Résumés
Résumé
On se souvient de la Seconde Guerre mondiale en Martinique et en Guadeloupe comme de l’ère des administrateurs Robert et Sorin, ces militaires français qui suivirent les ordres de Pétain aux Antilles. La période, marquée par la répression et des conditions de vie difficiles dues au blocus américain, a été redécouverte au cours des années 1980 à travers l’histoire méconnue des « Dissidents », ces soldats antillais partis combattre au sein des troupes des FFL du Général de Gaulle. Parmi les écrivains qui ont contribué notablement à raviver la mémoire de cet épisode remarquable de résistance et d’enthousiasme patriotique, Gisèle Pineau occupe une place à part. Au lieu de dépeindre les Dissidents comme de nouveaux « marrons » ou des héros supposément emblématiques de l’identité « créole » antillaise, elle choisit d’écrire sur leur ambivalence vis-à-vis de leur culture, de leur terre natale et de leurs compatriotes antillaises. Cet article analyse comment Gisèle Pineau révèle les désillusions de combattants au lendemain de la victoire, en donnant la parole à des femmes dans la nouvelle « Paroles de terres en larmes » (1987) et dans le roman L’Exil selon Julia (1996). Dans ces deux récits, le recours à des narratrices permet de dévoiler que la guerre repose sur des mensonges (discours patriotiques trompeurs et fausses promesses) et qu’elle est cause d’aliénation (du fait des traumatismes et des exils provoqués).
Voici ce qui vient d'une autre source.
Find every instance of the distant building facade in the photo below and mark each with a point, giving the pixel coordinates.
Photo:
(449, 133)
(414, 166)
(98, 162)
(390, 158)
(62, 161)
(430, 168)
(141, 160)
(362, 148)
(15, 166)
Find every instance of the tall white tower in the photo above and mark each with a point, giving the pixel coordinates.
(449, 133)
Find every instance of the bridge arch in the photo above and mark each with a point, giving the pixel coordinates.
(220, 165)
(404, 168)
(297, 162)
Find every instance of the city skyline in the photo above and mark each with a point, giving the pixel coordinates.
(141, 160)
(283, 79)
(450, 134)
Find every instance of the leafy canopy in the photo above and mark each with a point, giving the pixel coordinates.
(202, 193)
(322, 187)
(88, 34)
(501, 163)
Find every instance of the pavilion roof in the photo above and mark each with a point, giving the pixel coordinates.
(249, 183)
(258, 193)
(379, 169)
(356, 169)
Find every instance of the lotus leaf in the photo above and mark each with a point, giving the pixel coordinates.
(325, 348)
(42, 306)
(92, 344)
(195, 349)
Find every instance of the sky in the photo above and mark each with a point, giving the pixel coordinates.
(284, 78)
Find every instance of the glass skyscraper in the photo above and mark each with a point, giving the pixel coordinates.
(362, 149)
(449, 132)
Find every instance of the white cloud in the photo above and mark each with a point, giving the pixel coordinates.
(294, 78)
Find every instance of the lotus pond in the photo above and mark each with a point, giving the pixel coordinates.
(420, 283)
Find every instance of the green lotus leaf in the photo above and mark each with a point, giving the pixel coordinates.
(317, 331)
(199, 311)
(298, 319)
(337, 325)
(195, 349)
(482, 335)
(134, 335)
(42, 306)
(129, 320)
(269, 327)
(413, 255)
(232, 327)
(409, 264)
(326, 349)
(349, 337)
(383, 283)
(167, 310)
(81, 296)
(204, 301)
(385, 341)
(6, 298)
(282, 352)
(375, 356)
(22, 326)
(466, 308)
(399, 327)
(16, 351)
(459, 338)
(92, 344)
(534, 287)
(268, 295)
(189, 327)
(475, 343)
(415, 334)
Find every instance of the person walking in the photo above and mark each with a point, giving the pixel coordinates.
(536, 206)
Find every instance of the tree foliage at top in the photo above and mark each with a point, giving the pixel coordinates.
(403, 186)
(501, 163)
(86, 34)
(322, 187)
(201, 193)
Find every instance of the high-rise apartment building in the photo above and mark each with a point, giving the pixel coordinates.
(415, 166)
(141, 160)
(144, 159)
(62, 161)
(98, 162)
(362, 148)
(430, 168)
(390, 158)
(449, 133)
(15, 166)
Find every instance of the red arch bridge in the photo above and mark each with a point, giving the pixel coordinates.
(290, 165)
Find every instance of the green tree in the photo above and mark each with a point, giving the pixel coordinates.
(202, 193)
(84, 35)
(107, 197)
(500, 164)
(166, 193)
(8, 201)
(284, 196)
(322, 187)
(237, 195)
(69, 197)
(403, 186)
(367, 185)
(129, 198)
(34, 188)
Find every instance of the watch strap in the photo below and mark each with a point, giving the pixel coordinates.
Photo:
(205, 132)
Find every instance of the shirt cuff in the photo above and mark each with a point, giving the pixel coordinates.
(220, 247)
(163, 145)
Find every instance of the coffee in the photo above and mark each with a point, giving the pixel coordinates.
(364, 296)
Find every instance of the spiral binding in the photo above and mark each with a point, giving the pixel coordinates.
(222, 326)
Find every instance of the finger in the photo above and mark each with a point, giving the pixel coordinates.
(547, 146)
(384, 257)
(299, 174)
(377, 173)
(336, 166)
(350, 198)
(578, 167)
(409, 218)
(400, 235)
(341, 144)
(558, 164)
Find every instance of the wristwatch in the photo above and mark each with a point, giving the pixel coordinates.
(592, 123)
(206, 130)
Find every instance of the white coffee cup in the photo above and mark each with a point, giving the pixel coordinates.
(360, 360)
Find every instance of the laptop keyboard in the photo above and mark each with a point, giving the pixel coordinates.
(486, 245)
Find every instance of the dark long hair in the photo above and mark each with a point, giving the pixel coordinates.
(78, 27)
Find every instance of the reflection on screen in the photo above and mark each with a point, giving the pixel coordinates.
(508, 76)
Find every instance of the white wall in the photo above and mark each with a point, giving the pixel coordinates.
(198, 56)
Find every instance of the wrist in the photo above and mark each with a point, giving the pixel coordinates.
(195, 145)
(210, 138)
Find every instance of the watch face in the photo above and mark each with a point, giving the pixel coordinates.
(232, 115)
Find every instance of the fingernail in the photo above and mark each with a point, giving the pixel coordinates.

Un tel point de vue et l’insistance sur le désespoir causé à chaque fois par les promesses non tenues nous invitent à nous interroger sur la violence implicite de ces textes, et la place qu’ils peuvent occuper au sein d’un travail pédagogique sur l’histoire. En dépit de leur message pacifiste et antimilitariste, ces récits sont en effet des fictions amères qui opèrent en quelque sorte une rupture avec la France en tournant violemment le dos à l’histoire nationale.
Abstract
The Second World War in Martinique and Guadeloupe has long been remembered as « an tan Robè » (in the time of Robert) or « an tan Sorin » (in the time of Sorin), in reference to the names of the French administrators who were following Pétain’s orders in the Caribbean. This period marked by repression and difficult living conditions due to the American blockade was rediscovered in the 1980s through the unknown story of the « Dissidents », those West-Indian soldiers who left their home to fight in the ranks of General de Gaulle’s FFL. Among the writers who played a major role in rekindling the memory of this remarkable episode of resistance and patriotic enthusiasm, Gisèle Pineau holds a special place. Instead of depicting the Dissidents as new « maroons » or as heroes supposedly emblematic of a West-Indian « creole » identity, she chose to write about their ambivalence towards their culture, their motherland and their fellow countrywomen. This article analyses how Gisèle Pineau reveals the fighters’ disillusions in the aftermath of victory by giving a voice to women in her short story « Paroles de terres en larmes » (1987) and in the novel L’Exil selon Julia (1996). In these two accounts, the use of female narrators allows for the revelation that war is all about lies (false patriotic discourses and false promises) and alienation (because of the traumas and the exiles it entails). Such a point of view and such a focus on the despair caused each time by unfulfilled promises invite us to question the implicit violence of these texts as well as their status in a pedagogical work about history. Despite their pacifist and anti-militarist messages, these narratives are indeed bitter fictions that enact in a certain way the split with France, by violently turning their backs on national history.